Thursday, April 09, 2015

DZHOKHAR TSARNAEV DECLARED GUILTY

The savage who, along with his now dead brother, planted bombs that murdered and injured people at Boston's marathon, has been found guilty:
Dzhokhar Tsarnaev was convicted on all charges Wednesday in the Boston Marathon bombing by a jury that will now decide whether the 21-year-old should be executed or shown mercy for what his lawyer says was a crime masterminded by his big brother.

The former college student stood with his hands folded, fidgeted and looked down at the defense table in federal court as he listened to the word “guilty” recited on all 30 counts against him, including conspiracy and deadly use of a weapon of mass destruction. Seventeen of those counts are punishable by death.
And let's hope he goes to the chair or the lethal injection chamber. How interesting that only now, he could only hang his head in shame yet not realize why his barbaric actions were wrong long before he carried them out. How interesting he couldn't even realize why the distasteful religion he stuck with is wrong long before either.
The verdict, reached after a day and a half of deliberations, was practically a foregone conclusion, given his lawyer’s startling admission at the trial’s outset that Tsarnaev carried out the terror attack with his now-dead older brother, Tamerlan.

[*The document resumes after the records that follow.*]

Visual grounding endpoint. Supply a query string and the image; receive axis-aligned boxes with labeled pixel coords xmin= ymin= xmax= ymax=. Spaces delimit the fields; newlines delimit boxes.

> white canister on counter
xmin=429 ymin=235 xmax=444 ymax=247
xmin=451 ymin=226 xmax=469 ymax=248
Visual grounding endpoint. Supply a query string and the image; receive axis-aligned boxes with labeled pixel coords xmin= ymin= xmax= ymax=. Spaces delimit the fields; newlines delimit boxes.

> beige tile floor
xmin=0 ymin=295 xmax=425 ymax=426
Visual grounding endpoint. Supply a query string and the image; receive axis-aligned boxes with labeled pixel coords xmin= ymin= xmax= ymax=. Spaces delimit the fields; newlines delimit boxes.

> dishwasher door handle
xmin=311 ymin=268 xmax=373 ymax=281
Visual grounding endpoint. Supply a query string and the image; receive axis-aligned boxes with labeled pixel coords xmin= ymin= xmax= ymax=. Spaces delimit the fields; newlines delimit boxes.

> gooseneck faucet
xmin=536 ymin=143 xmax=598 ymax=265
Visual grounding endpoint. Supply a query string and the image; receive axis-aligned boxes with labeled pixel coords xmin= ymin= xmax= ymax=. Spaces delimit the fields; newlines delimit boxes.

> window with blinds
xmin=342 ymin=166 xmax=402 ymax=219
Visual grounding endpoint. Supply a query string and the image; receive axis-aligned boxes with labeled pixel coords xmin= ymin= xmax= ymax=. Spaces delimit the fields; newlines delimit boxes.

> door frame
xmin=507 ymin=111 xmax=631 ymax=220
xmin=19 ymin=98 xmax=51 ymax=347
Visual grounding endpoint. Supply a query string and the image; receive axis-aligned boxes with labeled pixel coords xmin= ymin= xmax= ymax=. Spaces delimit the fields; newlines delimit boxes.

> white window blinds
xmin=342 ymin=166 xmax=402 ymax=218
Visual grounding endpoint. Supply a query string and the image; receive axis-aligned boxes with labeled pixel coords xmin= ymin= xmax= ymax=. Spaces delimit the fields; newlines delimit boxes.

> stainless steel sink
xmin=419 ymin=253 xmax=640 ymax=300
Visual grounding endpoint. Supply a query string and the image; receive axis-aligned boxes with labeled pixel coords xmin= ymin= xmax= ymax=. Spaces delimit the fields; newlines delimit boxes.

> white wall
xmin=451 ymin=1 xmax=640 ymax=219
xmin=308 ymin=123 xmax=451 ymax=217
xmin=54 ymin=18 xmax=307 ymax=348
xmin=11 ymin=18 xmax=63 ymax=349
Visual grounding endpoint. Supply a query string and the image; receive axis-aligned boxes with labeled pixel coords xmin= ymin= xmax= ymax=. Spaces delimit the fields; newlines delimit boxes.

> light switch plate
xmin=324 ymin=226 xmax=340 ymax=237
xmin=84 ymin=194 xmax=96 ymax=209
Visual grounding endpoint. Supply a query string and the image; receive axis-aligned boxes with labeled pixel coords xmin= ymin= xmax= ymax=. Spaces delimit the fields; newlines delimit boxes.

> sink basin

The defense strategy is to try to save Tsarnaev’s life in the upcoming penalty phase — which could begin as early as Monday — by arguing he fell under Tamerlan’s evil influence.
If his lawyer's trying to get him off the death sentence hook, that too is wrong. Tsarnaev should be sent to pits of hell for his savagery. I'd even recommend putting a bullet in his filthy head, or disintegrating it with a shotgun blast, and not worry about having to clean up a mess afterwards.
“It’s not a happy occasion, but it’s something,” said Karen Brassard, who suffered shrapnel wounds on her legs and attended the trial. “One more step behind us.”

She said Tsarnaev appeared “arrogant” and uninterested during the trial, and she wasn’t surprised when she saw no remorse on his face as the verdicts were read. She refused to say whether she believes he deserves the death penalty, but she rejected the defense argument that he was simply following his brother’s lead.

“He was in college. He was a grown man who knew what the consequences would be,” Brassard said. “I believe he was ‘all in’ with the brother.”
See, that's just it. He knew what he did was wrong, but went ahead with his barbarism anyway. He shared the same twisted evil standings as his brother, and it's not a matter of one influencing the other, because both had one and the same sadistic viewpoint. He should be sent to death, and the body cremated without a tomb or an urn to store it in.